Nunes destaca que a capacitação não se limita a técnicas operacionais, mas busca alinhar procedimentos entre instituições, fortalecer a vigilância e aprimorar respostas a ocorrências. Um dos desafios que ele aponta é a conscientização da comunidade marítima de lazer, como condutores de lanchas e jet skis, sobre normas de segurança próximas a terminais portuários – regra muitas vezes desconhecida ou ignorada, com riscos para a navegação e as operações.

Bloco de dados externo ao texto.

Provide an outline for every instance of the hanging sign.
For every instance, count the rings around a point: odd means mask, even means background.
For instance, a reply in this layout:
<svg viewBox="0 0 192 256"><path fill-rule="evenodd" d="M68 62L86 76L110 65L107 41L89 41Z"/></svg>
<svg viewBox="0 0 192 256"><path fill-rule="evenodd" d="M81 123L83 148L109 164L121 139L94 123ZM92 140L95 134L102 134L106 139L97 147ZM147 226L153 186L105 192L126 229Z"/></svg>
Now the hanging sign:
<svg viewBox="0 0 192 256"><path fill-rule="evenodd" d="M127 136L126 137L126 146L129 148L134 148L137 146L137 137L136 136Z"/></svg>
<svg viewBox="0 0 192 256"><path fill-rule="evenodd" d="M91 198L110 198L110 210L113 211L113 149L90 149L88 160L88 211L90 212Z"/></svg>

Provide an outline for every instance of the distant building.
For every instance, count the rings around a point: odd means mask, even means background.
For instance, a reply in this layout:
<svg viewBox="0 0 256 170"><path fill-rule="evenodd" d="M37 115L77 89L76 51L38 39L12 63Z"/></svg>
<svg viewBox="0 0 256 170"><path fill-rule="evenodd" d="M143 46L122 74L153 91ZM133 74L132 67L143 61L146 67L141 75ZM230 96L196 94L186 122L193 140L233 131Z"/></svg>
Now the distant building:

A cooperação entre a Codeba e a Polícia Federal foi iniciada com a assinatura de um acordo que prevê treinamentos teóricos e práticos, abrangendo desde prevenção de crimes e controle de acesso até uso progressivo da força e manobras de embarcações. O curso, iniciado no Porto de Salvador, será ampliado para os portos de Aratu-Candeias e Ilhéus, com conteúdos adaptados às especificidades de cada operação.
O delegado da Polícia Federal e responsável pelo Núcleo Especial de Polícia Marítima (Nepom) em Salvador, Márcio Cunha, explica que esta é apenas a primeira fase. “Estamos iniciando com noções básicas e disciplinas fundamentais, como manobras de embarcações, para fortalecer essa integração”, afirma. De acordo com ele, a meta é criar um padrão de atuação que permita respostas rápidas e seguras em situações complexas no mar e em terra, aumentando a capacidade de enfrentamento a crimes como tráfico de drogas, contrabando e outras práticas ilícitas.
Ação estratégica
Para o diretor-presidente da Codeba, Antonio Gobbo, o investimento tem efeito direto na economia baiana. “A proposta é ampliar a capacidade técnica dos agentes da Guarda Portuária para atuação em situações complexas, na Baía de Todos-os-Santos e em alto-mar, reforçando e ampliando a proteção nesta área que é estratégica para o Estado e o país”, afirma. Ele lembra que os portos baianos movimentam não apenas cargas, mas toda uma cadeia logística que depende de operações seguras e ininterruptas.
A seleção dos agentes segue critérios técnicos: experiência operacional, histórico disciplinar, perfil para segurança ostensiva e capacidade de multiplicar conhecimento junto às equipes. A expectativa é que a formação resulte na redução de vulnerabilidades operacionais, maior integração com outros órgãos e protocolos mais eficazes de resposta a emergências.
O conteúdo inclui fundamentos legais e éticos combinados com exercícios práticos, como abordagens em alto-mar, manuseio de equipamentos, navegação noturna e simulações de ocorrências reais. O uso progressivo da força segue diretrizes que priorizam a resolução pacífica das situações, escalando medidas apenas quando estritamente necessário.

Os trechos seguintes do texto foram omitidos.